Badan Pengkajian Majelis Permusyawaratn Rakyat (MPR) telah melakukan kajian dan diskusi panjang dengan berbagai pihak, baik itu perguruan tinggi dan aspirasi di masyarakat. Dari hasil diskusi itu disimpulkan, masyarakat menginginkan dihidupkan kembali rencana pembangunan ala Garis-Garis Besar Haluan Negara ( GBHN).
“Untuk itu, MPR sendiri sudah melakukan kajian mendalam tentang menghidupkan pola pembangunan model,” kata anggota MPR dari Fraksi PKS, Andi Akmal Pasludin dalam diskusi Empat Pilar MPR, di Media Center, Komplek Gedung MPR/DPR/DPD RI, di Jakarta, Jumat (26/7/2019), seperti dalam keterangan tertulisnya.
Andi mengatakan bangsa ini selama periode 1969 hingga 1997 bangsa ini memiliki GBHN, tapi ketika era reformasi ketetapan MPT tersebut dihilangkan. Namun seiring perjalanan masyarakat menginginkan haluan negara agar bangsa ini mempunyai arah dalam pembangunan.
“Arah pembangunan nasional disebut sangat penting, sebab dengan adanya pemilu, baik Pemilu Presiden maupun Pemilihan Kepala Daerah, sistem pembangunan yang ada tak terintegrasi,” kata dia
Jadi, kata dia, meski ada UU Rencana Pembangunan Jangka Pendek, Menengah, dan Panjang namun legitimasinya tidak kuat. Ini karena hanya dibiat oleh Dewan Perwakilan Rakyat (DPR) dan Presiden saja.
“Seharusnya dibuat oleh MPR sebagai representasi kekuatan politik dan daerah”, tambahnya.
Perlu diketahui, selama era reformasi, pembangunan yang berjalan hanya berlandas pada visi dan misi presiden dan kepala daerah. Hasilnya, arah pembangunan menjadi tidak berkesinambungan.

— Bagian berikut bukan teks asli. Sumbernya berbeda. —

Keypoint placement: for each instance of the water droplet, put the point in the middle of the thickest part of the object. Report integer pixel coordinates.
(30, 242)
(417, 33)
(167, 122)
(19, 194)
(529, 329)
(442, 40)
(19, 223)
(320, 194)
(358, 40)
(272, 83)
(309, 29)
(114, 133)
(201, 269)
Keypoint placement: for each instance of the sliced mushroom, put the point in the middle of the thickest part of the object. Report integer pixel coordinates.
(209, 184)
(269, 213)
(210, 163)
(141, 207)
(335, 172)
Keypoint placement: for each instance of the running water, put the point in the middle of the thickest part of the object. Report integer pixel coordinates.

“Di sinilah perlu GBHN yang bisa menjadi pedoman semua,” tutur Andi.
Untuk itu dirinya berharap agar dalam rencana amandemen Undang Undang Dasar (UUD) Negara Republik Indonesia (NRI) Tahun 1945, menghasilkan pola pembangunan model GBHN.
“Apalagi kajian dan rekomendasi di MPR sudah kuat tinggal kemauan politik saja,” ucapnya.

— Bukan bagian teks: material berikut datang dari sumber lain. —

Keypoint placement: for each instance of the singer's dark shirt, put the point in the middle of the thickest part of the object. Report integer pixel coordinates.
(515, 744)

Dipaparkan pula, pola pembangunan model GBHN merupakan representasi dan implementasi Pancasila yang ingin perencanaan dan pelaksanaan terarah dan legitimasinya kuat.

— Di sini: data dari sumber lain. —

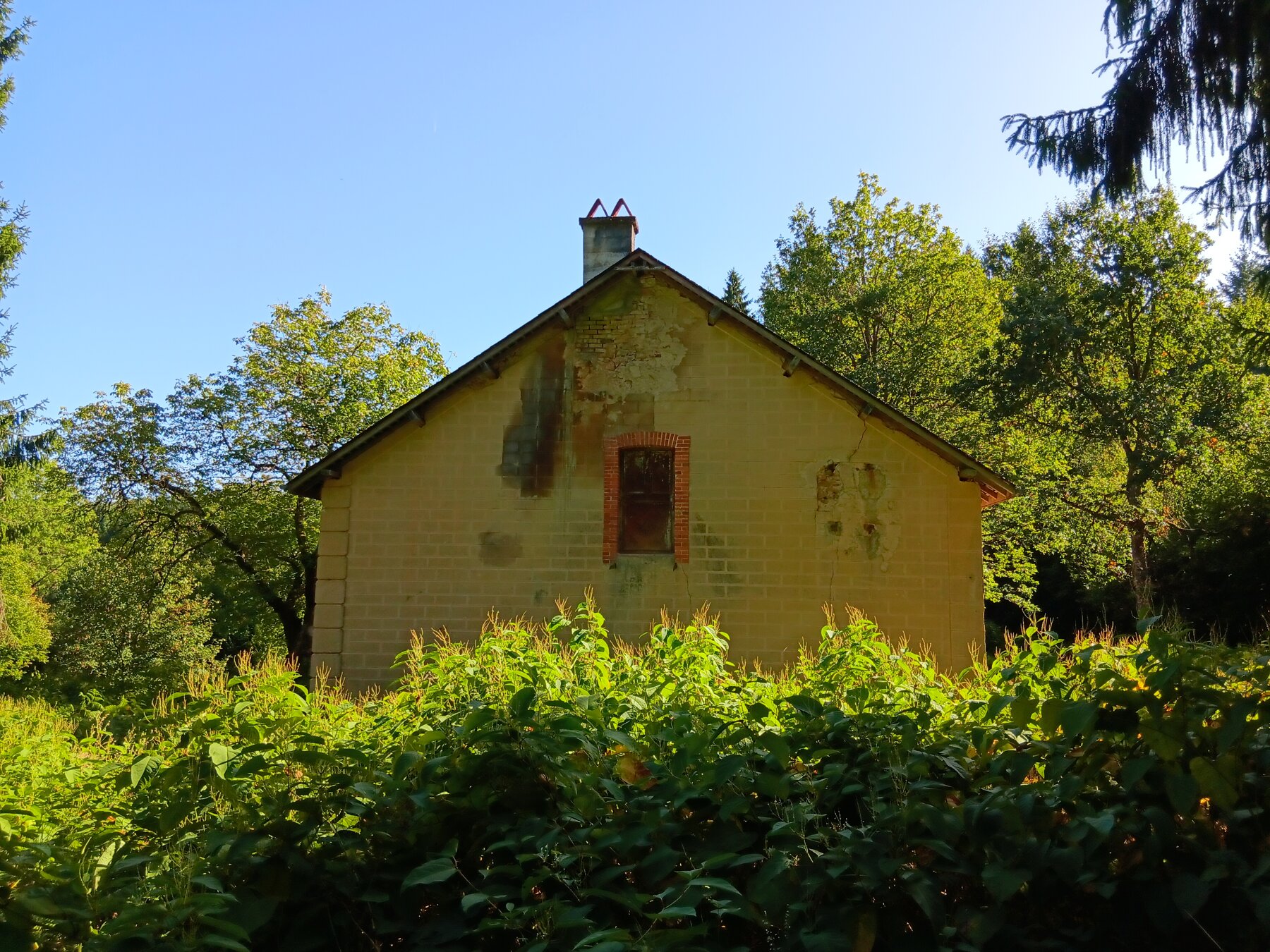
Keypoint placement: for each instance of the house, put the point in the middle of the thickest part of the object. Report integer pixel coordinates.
(647, 439)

Sementara itu, pengamat politik dari Lembaga Analisis Politik Indonesia, Maksimus Ramses, yang hadir dalam diskusi tersebut menjelaskan, amandemen UUD NKRI dengan memasukan pola pembangunan model GBHN akan membawa banyak implikasi.
Disebutkan pola pembangunan yang menjadi pedoman pembangunan nasional itu akan berbenturan dengan UU Otonomi Daerah. Produk dari MPR tersebut juga akan menuntut pertangunggjawaban Presiden kepada MPR.
“Implikasinya presiden akan bertanggungjawab pada MPR,” ungkapnya.
Adapun anggota MPR dari Fraksi Partai Demokrat, Didi Irawadi Syamsudin, menyebut amandemen UUD yang menghasilkan pola pembangunan model GBHN mempunyai dampak plus minus.
Walaupun begitu ia mengakui hal tersebut punya tujuan agar pembangunan ke depan menjadi lebih terarah.
“Bila ingin melakukan amandemen UUD perlu memperbanyak kajian yang lebih mendalam, agar pembangunan yang ada lebih terukur. Perlu uji public,” kata dia.
Meski demikian dirinya berharap agar kita jangan tergesa-gesa melakukan perubahan sebab akan membawa impikasi yang luas.
“Dengan adanya amandemen menjadikan MPR seperti masa lalu atau perlu ada batasan-batasan,” ucapnya.